India’s satellite man gets an ode from Google
Google paid tribute to famous Indian space scientist, Professor Udupi Ramachandra Rao, on his 89th birth anniversary with a doodle. Many remember Prof Rao as “India’s Satellite Man”. He was the chairman of the Indian Space Research Organisation (ISRO) and oversaw the launch of Aryabhata, India’s first satellite, in 1975 (Aryabhata was named after the renowned Indian astronomer and mathematician). On April 19, 1975, it was launched from Kapustin Yar, a Russian rocket and development site by means of a Kosmos-3M launch vehicle.
What does the doodle feature?
The doodle features an animated GIF of Prof Rao ‘holding’ the Aryabhata satellite in his right hand while the background shows a portion of the earth and some shooting stars. The description by Google reads: “Your stellar technological advancements continue to be felt across the galaxy”.
Who is Udupi Ramachandra Rao?
Prof Rao was born in a remote village of Karnataka on March 10, 1932. He started his career as a cosmic-ray physicist and an apprentice of Dr Vikram Sarabhai. Prof Rao took his talent to the US after finishing doctorate. In the US, he worked as a professor and led experiments on NASA’s Pioneer and Explorer space probes.
His career
Prof Rao returned to India in 1966 and started an extensive high-energy astronomy program at the Physical Research Laboratory. After this, he led India’s satellite program in 1972. As chairman of ISRO, Prof Rao kept propelling India’s space program to stratospheric heights from 1984 to 1994.

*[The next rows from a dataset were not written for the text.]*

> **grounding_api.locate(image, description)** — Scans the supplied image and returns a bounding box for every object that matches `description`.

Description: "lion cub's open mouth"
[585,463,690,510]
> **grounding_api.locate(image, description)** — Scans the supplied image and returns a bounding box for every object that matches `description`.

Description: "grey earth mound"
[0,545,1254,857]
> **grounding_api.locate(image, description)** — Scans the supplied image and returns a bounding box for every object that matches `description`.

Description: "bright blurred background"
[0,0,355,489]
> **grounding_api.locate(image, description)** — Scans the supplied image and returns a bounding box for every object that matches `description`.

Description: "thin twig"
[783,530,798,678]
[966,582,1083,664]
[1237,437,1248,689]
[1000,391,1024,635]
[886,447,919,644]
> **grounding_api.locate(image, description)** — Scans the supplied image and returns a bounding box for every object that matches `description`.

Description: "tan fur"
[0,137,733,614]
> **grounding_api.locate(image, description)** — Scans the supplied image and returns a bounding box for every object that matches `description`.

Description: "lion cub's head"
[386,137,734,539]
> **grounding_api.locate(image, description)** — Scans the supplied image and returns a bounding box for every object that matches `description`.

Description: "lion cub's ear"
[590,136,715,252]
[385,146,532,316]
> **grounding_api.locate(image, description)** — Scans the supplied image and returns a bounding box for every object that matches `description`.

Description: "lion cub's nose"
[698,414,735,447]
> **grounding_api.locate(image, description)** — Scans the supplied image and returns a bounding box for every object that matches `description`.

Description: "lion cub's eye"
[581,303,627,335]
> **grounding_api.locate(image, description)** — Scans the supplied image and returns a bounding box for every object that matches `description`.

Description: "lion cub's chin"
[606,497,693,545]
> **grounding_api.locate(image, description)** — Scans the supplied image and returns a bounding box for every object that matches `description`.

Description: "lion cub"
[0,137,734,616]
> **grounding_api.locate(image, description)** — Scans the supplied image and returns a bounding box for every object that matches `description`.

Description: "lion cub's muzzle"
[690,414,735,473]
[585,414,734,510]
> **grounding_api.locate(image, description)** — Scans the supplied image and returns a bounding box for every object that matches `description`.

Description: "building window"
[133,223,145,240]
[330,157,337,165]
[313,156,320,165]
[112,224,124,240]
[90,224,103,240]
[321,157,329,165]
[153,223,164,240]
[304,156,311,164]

In 2013, he became the first Indian to be inducted into the Satellite Hall of Fame. Prof Rao is also credited for developing rocket technology such as the Polar Satellite Launch Vehicle (PSLV), the third generation launch vehicle of India and the first to be equipped with liquid stages. It has launched more than 250 satellites, including Mangalyaan, India’s first interplanetary mission in 2013 that orbits Mars today.
Prof Rao died on July 24, 2017, at the age of 85. The same year, he had been conferred the Padma Vibhushan. He had earlier received the Padma Bhushan in 1976. He is the only Indian to have been inducted into the Satellite Hall of Fame, Washington, in 2013.